Continuous expression of Bcl-2, an anti-apoptotic molecule in adenomyosis, has been suggested to promote endometrial invagination to myometrium [11]. We found a significant increase in Bcl-2 expression in the ectopic endometrial tissues of the adenomyosis patients compared to the eutopic endometrial tissues of the same patients. This result suggests that Bcl-2 may cause the formation of adenomyotic foci of the endometrial cells in the myometrium by supporting escape from apoptosis. There was no significant difference and increase in expression levels of caspase-3 and caspase-9 between the groups. Increased expression of Bcl-2 and no significant change in caspase 3 and caspase 9 levels between the groups indicate that apoptotic processes were suppressed in adenomyosis. Despite these results, the arguments regarding the role of apoptosis in adenomyosis are insufficient and more studies are needed.

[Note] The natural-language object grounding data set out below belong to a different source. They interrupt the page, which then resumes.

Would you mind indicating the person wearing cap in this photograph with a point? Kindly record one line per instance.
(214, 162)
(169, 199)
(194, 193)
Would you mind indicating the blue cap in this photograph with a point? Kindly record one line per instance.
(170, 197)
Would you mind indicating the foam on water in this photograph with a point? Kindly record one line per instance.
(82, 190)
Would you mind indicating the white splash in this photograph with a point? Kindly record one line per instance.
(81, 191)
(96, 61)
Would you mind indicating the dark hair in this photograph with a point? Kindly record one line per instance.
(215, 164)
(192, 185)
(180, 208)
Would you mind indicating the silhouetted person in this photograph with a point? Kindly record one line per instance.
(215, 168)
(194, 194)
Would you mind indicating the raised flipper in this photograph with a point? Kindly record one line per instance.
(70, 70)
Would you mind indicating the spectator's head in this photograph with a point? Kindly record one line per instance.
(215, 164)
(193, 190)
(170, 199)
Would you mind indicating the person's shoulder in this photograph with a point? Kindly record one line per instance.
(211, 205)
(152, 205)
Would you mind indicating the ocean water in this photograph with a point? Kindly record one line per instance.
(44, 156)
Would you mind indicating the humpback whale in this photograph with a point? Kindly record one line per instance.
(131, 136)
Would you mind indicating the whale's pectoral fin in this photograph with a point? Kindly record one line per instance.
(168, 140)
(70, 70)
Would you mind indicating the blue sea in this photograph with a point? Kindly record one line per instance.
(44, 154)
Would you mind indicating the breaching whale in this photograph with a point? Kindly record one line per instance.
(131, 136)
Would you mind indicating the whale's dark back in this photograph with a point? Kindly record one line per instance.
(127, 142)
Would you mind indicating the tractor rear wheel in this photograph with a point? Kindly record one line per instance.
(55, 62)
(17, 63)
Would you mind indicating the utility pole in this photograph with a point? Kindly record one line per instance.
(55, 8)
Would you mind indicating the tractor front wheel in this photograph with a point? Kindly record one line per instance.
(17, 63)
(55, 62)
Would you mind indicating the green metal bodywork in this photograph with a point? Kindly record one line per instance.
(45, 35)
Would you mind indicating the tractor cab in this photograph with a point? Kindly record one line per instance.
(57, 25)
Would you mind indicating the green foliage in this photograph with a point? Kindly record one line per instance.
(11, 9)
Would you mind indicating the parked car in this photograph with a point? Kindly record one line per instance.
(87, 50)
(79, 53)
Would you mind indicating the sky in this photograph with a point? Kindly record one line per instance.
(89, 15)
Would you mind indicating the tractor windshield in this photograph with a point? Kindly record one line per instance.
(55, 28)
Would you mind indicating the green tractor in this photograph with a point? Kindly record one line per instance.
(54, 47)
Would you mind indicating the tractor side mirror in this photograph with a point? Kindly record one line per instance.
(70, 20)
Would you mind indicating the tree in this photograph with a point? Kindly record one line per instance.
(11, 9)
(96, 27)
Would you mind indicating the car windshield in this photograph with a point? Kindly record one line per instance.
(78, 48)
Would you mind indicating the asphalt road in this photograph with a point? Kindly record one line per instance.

Under physiological conditions, cells benefit from the oxidative phosphorylation in mitochondria to produce the energy they need. During the uncontrolled cell proliferation and tumoral development process, changes occur in energy metabolism [24]. Some of these are found in mitochondria where a significant portion of the energy production takes place. The enzymes of the krebs cycle play an important role in the changes in energy metabolism [25]. Endometriosis is a benign gynecologic disease characterized by the presence of the growth of uterine endometrium outside of the uterus. A study in nonhuman primates about endometriosis has shown that mitochondrial energy metabolism is reduced in endometrium and endometriosis tissue. However, the exact cause of this shift of mitochondrial metabolism remains unclear [26]. The current study is the first study to investigate the IDH1 enzyme level in adenomyosis. At the end of the experimental process, a significant difference was observed in IDH1 between the study groups. We observed that endometrial cells (both ectopic and eutopic) of adenomyosis patients expressed lower levels of IDH1 than endometrial cells of the control group. In adenomyosis patients, IDH1 levels were found to be significantly lower in ectopic and eutopic endometrial tissues compared to the control group. These results show that IDH1 may be an effective factor in the etiology of adenomyosis. The current study is the first IDH1 report in the literature about adenomyosis. We believe that this report related to IDH1 will lead to future studies about energy metabolism in adenomyosis. In addition, molecular processes investigated in the current study could be a potential therapeutic and diagnostic goal for adenomyosis patients and the results could be a reference for further studies about the molecular mechanism of adenomyosis. Studies on the molecular mechanism of adenomyosis will lead to the discovery of more effective treatment and diagnostic options.

Conclusion

In conclusion, the current study shows that angiogenic processes are activated and apoptotic processes are suppressed in adenomyosis and also the importance of IDH1 a member of the Krebs cycle in energy metabolism in adenomyosis. These results suggest that adenomyosis mimics the malignant process in terms of angiogenesis, apoptosis, hypoxia and energy metabolism, although it does not have a malignant potential.